L’émission a également abordé la question du streaming des scrims, une idée qui revient régulièrement pour tenter d’améliorer le niveau de jeu en Europe. L’objectif serait de responsabiliser les équipes et de pousser les joueurs à prendre chaque entraînement plus au sérieux. Pourtant, ni Supa ni Jackspektra n’y voient une solution réellement efficace. "Si on streame tous les scrims, les équipes ne progresseront pas plus vite", tranche Jackspektra, qui estime qu’une telle initiative risquerait surtout d’exposer publiquement les faiblesses des équipes sans leur laisser le temps d’y remédier. "Mais un scrim streamé par semaine, pourquoi pas, pour le contenu", concède-t-il, voyant un possible intérêt pour les fans et l’écosystème compétitif.

Le sujet des Fearless Drafts, en revanche, a suscité un enthousiasme unanime. Ce format, qui empêche une équipe de rejouer un champion dans un même BO, oblige les joueurs à élargir leur pool de champions et complexifie les stratégies de draft. "C’est l’avenir", affirme Supa. "Ça force à réfléchir différemment et à mieux préparer les drafts." Pour les ADC, qui sont souvent contraints de jouer en boucle les mêmes picks dominants, ce système permettrait d’apporter plus de diversité et d’éviter la répétitivité des matchs. Jackspektra partage cet avis et estime que les Fearless Drafts pourraient rendre le LEC plus dynamique et plus imprévisible, à l’image de certaines tendances observées en Asie. Si ce format venait à être maintenu et généralisé aux BO5, il pourrait marquer une vraie évolution dans la gestion des drafts et la préparation des équipes européennes.

Le botlaner de Movistar : Supa
Supa, botlaner de Movistar KOI, aura à coeur de rebondir après la défaite contre la KCorp @RiotGames

Un rôle toujours sous pression

L’émission s’est conclue sur une réflexion plus large sur l’état du rôle d’ADC en LEC. Supa et Jackspektra s’accordent à dire que le rôle est exigeant et nécessite des ajustements constants face aux évolutions du jeu. Avec une méta plus structurée, l’instinct et la mécanique pure ne suffisent plus. "En SoloQ, personne ne joue vraiment autour de toi. Tu es seul contre le monde. En compétition, c’est différent, mais ça demande une discipline et une compréhension du jeu beaucoup plus poussées", souligne Jackspektra.
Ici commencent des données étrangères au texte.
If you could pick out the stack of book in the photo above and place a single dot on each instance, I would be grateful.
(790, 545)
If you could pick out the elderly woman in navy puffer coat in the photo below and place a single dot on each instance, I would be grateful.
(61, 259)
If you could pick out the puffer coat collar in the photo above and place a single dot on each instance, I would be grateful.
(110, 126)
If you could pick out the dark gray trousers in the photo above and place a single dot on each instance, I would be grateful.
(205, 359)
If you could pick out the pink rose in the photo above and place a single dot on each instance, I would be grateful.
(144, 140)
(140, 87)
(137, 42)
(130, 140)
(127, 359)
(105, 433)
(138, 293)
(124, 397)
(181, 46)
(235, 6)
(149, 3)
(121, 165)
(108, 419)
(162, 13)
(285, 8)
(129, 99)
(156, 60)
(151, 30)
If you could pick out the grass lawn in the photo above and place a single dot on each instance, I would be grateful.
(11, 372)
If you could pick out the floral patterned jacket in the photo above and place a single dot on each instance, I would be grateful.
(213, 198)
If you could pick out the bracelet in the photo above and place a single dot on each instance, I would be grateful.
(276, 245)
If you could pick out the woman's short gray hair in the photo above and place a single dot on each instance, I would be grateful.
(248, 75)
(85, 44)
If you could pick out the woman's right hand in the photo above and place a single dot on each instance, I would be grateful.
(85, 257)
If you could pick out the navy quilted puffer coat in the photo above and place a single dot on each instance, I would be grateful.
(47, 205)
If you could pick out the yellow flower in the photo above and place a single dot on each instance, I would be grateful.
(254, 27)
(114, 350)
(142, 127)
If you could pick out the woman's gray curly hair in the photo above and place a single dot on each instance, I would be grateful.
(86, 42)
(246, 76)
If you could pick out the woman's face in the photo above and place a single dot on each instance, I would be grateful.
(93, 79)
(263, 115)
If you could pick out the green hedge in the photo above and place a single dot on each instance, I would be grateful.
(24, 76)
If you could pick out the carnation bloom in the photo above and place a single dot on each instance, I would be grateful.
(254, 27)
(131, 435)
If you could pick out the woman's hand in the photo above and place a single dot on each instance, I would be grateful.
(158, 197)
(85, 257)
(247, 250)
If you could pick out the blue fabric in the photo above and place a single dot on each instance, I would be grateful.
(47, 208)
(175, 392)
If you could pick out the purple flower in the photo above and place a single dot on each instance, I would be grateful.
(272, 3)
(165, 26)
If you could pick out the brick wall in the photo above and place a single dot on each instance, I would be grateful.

Cette dépendance accrue aux autres rôles rend parfois la position d’ADC frustrante, notamment dans un contexte où les lanes swaps et les rotations rapides peuvent limiter leur impact en début de partie. "Si ton équipe joue bien, tu peux dominer la partie. Mais si ça tourne mal, tu es souvent le premier point faible. Un ADC en difficulté devient une cible facile", explique Supa. À cela s’ajoute une pression mentale importante, accentuée par les attentes du public et des équipes. Plus que jamais, un ADC doit s’adapter aux exigences stratégiques et maintenir une constance sous pression pour prétendre rivaliser avec les meilleurs. Dans un rôle où l’erreur se paie cher, seuls ceux capables de naviguer entre discipline collective et prise d’initiative individuelle pourront s’imposer durablement.